An electric generator converts mechanical energy into electrical energy in the form of voltage and current in a conducting circuit.
A generator contains mainly a stator, a rotor, load (resistance or the consumers network). In the stator, there is a strong permanent magnet with a cylindrical vacant space between the two poles North and South.
There is a rotor in the air space between the two poles. It is in the shape of a cylinder. Around it there is a rectangular coil wound (in many turns). This is made of conducting wire closely wound from end to end of the cylinder. Across the ends of the coil, the consumer load is connected outside the rotor.
Using an external mechanical force and energy, the rotor is rotated at a constant angular speed between the poles. The magnetic flux through the area enclosed by the coil changes continuously and periodically. This is due to the change of the angle between the normal to the coil and the direction of magnetic field. Due to electromagnetic induction principle, we get an electromotive force between the ends of the coil and so current flows through it.

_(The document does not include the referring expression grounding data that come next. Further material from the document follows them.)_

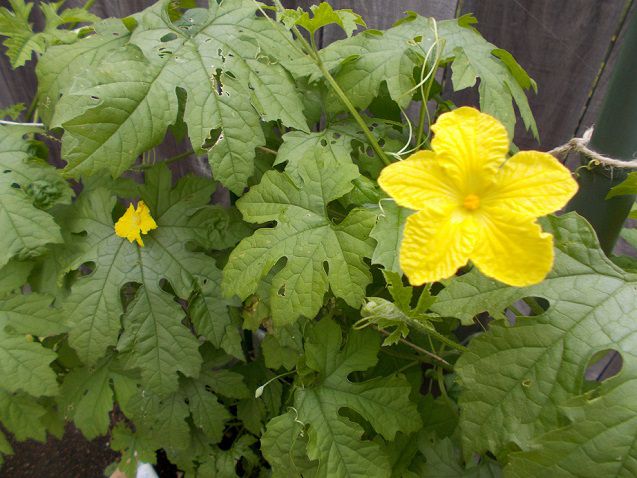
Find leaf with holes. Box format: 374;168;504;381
450;213;637;465
59;165;239;392
293;319;421;478
51;0;307;193
223;156;376;324
36;19;131;124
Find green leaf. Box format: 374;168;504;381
181;375;230;443
0;125;66;268
118;285;201;395
418;435;502;477
283;2;365;38
451;214;637;462
370;201;412;273
189;277;244;361
0;0;99;68
53;0;307;193
0;260;33;296
224;156;376;324
59;165;236;390
275;129;356;180
0;327;58;397
57;354;136;439
262;323;304;371
0;103;25;120
294;319;422;478
126;386;191;456
36;19;130;125
607;171;637;199
0;292;66;336
201;369;249;400
262;409;318;478
125;366;234;455
0;428;13;461
0;0;44;68
290;13;535;136
0;389;48;441
440;16;538;138
506;379;637;477
110;422;157;477
292;15;438;111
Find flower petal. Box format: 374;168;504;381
431;107;509;190
378;150;458;211
114;204;139;243
400;207;479;285
483;150;578;218
471;214;554;287
136;201;158;234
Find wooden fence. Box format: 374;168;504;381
1;0;636;151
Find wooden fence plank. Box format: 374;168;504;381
576;2;637;138
456;0;630;149
0;0;632;160
316;0;459;46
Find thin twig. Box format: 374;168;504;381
378;329;451;367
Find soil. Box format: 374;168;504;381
2;423;182;478
3;424;118;478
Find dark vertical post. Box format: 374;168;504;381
566;10;637;254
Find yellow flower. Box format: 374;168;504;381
378;107;578;287
114;201;158;247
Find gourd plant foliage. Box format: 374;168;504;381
0;0;635;476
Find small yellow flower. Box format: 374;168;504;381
378;107;578;287
114;201;158;247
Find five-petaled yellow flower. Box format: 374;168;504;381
114;201;158;247
378;107;578;287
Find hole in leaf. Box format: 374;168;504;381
585;349;623;382
320;139;327;147
225;71;237;80
90;95;100;101
333;133;341;139
277;284;286;297
511;297;550;316
160;32;178;42
323;261;329;274
78;262;95;276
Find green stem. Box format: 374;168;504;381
406;317;469;353
257;145;278;156
280;8;391;166
380;347;453;372
311;42;391;166
415;98;428;150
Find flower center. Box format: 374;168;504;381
463;194;481;211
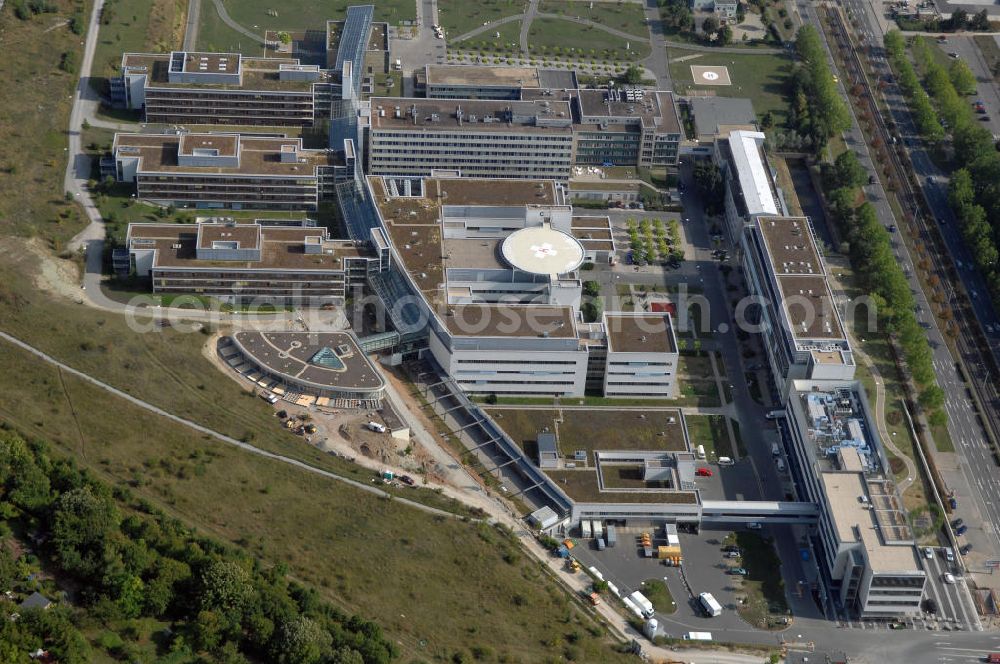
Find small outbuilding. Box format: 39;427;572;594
20;592;52;611
537;432;559;469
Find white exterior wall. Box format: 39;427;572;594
603;349;679;397
430;331;588;396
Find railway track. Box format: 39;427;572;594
826;7;1000;458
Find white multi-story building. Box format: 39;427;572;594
603;312;679;398
783;380;926;619
366;174;674;397
112;132;346;211
742;216;854;396
715;129;785;241
366;98;576;180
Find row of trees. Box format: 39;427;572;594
788;26;852;152
823;173;946;421
885;32;945;141
886;31;1000;307
0;429;396;664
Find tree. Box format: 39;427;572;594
970;8;989;30
949;60;977;96
830;150;867;189
330;647;365;664
198;560;254;616
582;280;600;298
919;385;945;410
947;7;968;30
693;161;724;215
702;15;720;35
272;616;332;664
51;485;120;579
620;64;643;85
718;24;733;46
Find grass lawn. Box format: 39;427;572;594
730;532;789;629
0;3;94;253
974;35;1000;84
204;0;416;39
685;414;734;460
529;17;650;60
196;1;265;52
0;341;630;662
540;0;649;39
439;0;527;37
91;0;185;81
667;46;793;125
452;20;523;53
486;408;690;457
640;578;677;614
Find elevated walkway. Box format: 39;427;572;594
700;499;819;524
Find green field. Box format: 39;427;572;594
487;408;690;457
685;414;735;460
91;0;185;80
528;17;649;60
667;46;793;123
452;20;523;53
540;0;649;39
0;340;630;662
439;0;527;38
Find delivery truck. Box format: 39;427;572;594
629;591;655;619
699;592;722;617
684;632;713;641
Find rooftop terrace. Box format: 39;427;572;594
231;331;384;392
114;133;340;176
605;313;677;353
128;223;364;271
368;97;574;133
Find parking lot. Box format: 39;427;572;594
569;523;792;641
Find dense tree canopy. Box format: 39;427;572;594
0;428;397;664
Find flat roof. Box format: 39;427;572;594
688;96;757;135
442;238;504;270
444;304;576;338
179;51;239;74
756;216;823;276
369;97;574;134
727;130;778;217
231;331;384;392
128;223;363;271
178;133;240;158
605;313;676;353
425;64;540;88
545;469;698;504
574;89;681;135
121;52;318;91
821;472;923;573
114;133;340;176
778;275;843;340
197;223;260;250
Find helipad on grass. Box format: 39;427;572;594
500;225;585;276
690;65;732;86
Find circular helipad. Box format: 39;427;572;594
501;226;585;276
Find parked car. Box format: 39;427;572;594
723;545;741;553
695;467;713;477
747;522;762;530
923;547;934;559
945;548;955;563
952;518;964;529
728;567;748;576
956;524;968;536
923;597;938;614
960;543;973;556
726;551;742;559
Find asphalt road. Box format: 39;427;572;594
182;0;201;50
937;35;1000;137
837;0;1000;578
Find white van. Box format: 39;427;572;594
717;457;735;466
696;444;706;459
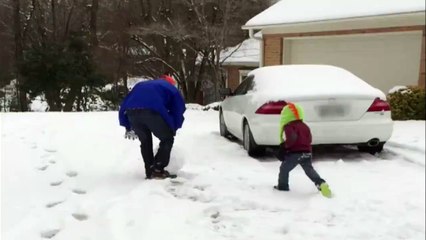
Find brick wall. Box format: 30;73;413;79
419;30;425;88
263;36;283;66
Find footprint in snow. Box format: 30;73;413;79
165;184;213;203
49;160;56;164
40;229;60;239
210;210;221;224
46;201;64;208
72;188;87;195
66;171;78;177
37;165;49;171
50;180;63;186
44;148;57;153
193;185;206;191
72;213;89;221
281;227;289;235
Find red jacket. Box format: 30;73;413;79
283;120;312;153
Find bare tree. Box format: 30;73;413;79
13;0;28;111
126;0;270;102
89;0;99;48
3;0;274;110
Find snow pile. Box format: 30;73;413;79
249;65;385;103
244;0;425;27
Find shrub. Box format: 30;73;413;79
388;86;425;120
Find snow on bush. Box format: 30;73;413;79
204;101;221;111
186;102;220;111
388;86;408;94
186;104;205;110
388;86;425;120
30;96;49;112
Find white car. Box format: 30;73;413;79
219;65;393;156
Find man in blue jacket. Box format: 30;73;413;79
119;74;186;179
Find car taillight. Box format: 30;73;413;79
255;101;287;114
367;98;391;112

ε = emf generated = - dФ / dt
here Φ = B * A Cos ω t
B = magnetic field between the poles
A = area of the rectangular coil
N = number of turns.
ω = angular speed of the rotor
t = time
ε = ABN Sin ωt
This is the single phase generator. For multiple phases, there more more number of south and north poles equally spaced in a circle. Then the induced voltage gets multiplied by the number of pole pairs Z.
The frequency of the generated current is ω/2π in Hz.
In a DC generator, a commutator ring is used to make the direction of the current in the coil to be the same in the two half cycles of the one time period. The direction of the current flow is reversed by the use of the commutator exactly at half cycle point.